確かにそれで悲しい思いをみんながしてしまうかもしれないが、それを止めてしまったら今度はもっとひどいことが起きてしまうかもしれない。それだけは防がないといけないからだ。
「それもいいかもしれないな・・・」
俺がそういうと静香は何か驚いたみたいな顔をしていた
「えっ本当ですか・・拒否されると思っていました。ものすごくうれしいです」
「そうと決まれば、さっそく行動を起こすとするかね。まずマスターに報告をしないとな」
俺がそういうと静香は俺の手を引きギルドに向かった。
「マスター私たち新婚旅行行ってきます」
「何を言ってんだお前は!」
俺はかなり驚いた。
いきなりおかしなことを言いだしたこいつをほっといて俺はマスターに話を付けた。
「また行くのか・・次はいつごろ戻るのじゃ?」
マスターはまた長期間いなくなるのかと思ったのか俺にそう聞いてきた。
「それはわかりません。
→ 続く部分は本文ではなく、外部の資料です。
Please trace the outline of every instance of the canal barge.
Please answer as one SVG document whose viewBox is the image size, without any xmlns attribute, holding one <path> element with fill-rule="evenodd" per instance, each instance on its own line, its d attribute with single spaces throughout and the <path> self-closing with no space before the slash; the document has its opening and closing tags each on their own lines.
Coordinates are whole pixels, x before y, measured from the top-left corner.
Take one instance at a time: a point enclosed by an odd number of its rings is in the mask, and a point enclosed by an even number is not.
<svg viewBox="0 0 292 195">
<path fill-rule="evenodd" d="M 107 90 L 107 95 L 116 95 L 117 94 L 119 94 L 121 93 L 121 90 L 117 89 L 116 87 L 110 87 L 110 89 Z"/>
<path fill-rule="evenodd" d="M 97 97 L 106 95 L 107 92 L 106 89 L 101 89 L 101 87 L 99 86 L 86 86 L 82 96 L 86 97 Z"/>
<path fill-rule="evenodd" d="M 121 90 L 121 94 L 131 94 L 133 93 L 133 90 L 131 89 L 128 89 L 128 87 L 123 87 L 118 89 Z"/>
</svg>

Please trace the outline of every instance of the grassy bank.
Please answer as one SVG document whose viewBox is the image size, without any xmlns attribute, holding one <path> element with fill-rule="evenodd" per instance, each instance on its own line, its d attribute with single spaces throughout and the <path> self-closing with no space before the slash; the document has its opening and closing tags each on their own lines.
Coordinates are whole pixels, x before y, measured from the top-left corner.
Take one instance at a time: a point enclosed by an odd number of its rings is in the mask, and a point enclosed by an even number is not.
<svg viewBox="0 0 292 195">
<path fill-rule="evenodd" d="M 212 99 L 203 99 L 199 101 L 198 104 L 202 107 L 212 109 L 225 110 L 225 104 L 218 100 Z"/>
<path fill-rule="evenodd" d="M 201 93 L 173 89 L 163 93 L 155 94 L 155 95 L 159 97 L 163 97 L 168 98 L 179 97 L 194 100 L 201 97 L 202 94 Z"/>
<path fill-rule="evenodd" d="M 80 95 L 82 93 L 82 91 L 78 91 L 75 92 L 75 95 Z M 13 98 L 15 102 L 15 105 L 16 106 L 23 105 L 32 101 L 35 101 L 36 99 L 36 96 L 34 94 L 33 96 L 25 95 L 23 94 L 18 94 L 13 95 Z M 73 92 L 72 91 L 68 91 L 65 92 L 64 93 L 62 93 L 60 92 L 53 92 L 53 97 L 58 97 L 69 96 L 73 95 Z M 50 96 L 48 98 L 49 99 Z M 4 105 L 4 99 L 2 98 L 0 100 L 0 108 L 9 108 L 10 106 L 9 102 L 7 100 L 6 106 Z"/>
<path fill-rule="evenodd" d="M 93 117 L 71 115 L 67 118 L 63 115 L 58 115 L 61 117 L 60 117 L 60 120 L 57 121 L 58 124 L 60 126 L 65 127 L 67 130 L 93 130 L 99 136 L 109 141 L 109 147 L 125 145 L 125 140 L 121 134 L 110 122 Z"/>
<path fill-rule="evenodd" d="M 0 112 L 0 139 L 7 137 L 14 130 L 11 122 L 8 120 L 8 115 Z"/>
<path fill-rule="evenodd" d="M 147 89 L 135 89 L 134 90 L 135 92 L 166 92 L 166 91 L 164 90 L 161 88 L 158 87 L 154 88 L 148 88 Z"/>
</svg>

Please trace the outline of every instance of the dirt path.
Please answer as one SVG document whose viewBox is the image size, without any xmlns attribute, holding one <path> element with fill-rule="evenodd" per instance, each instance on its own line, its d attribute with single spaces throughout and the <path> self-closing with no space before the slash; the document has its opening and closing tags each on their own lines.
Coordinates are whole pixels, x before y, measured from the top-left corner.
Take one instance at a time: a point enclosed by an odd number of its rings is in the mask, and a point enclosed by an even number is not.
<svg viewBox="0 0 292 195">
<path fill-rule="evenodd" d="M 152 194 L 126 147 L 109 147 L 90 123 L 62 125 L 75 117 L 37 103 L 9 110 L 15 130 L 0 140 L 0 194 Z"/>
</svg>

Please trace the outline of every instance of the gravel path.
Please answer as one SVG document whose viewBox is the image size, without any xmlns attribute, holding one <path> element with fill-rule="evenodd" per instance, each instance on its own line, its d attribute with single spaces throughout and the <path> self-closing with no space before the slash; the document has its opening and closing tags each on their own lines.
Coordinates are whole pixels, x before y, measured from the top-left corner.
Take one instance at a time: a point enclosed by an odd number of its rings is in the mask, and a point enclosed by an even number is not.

でも少なくとも3年以内には戻りますよ」
俺がそういうとマスターはしばらく考え込んで
「よかろう行って来い。帰ってきたら土産話を聞かせてもらうぞ」
と言って俺たちを送り出してくれた。
俺は他のやつらに軽く説明をし、最後にラクサスに話をした。
「どうやらおまえ、また出かけるみたいじゃねえか」
ラクサスはどこで聞いたのか俺にいきなり言ってきた。
「ああ、また出かける。帰ってくるときにはもっと俺は強くなってるぞ。お前はどうする」
俺がそう聞くとラクサスは拳を俺に向けてきて
「分かりきっていることを聞くんじゃねえよ、俺はもっと強くなるそれこそお前に勝つことができるぐらいにな」
そうラクサスは俺に言ってきた。
俺はそのラクサスの拳に自分の拳を打ち合わした
「それじゃ言ってくるぜ。次合うときにはまた喧嘩だ」
俺はそういってギルドから足を運んだ
「待ってよください、私を置いてかないでくださいよ。私の近くにいてくれるんですよね」
彼女はそういい俺の後ろからついてきた。
「ああ、そうだな・・一緒に強くなるぞ次帰ってくるまでに」
「はい」
彼女は俺の言葉に返事をし俺の隣に立った。
そして俺たちはこの街を出ていった。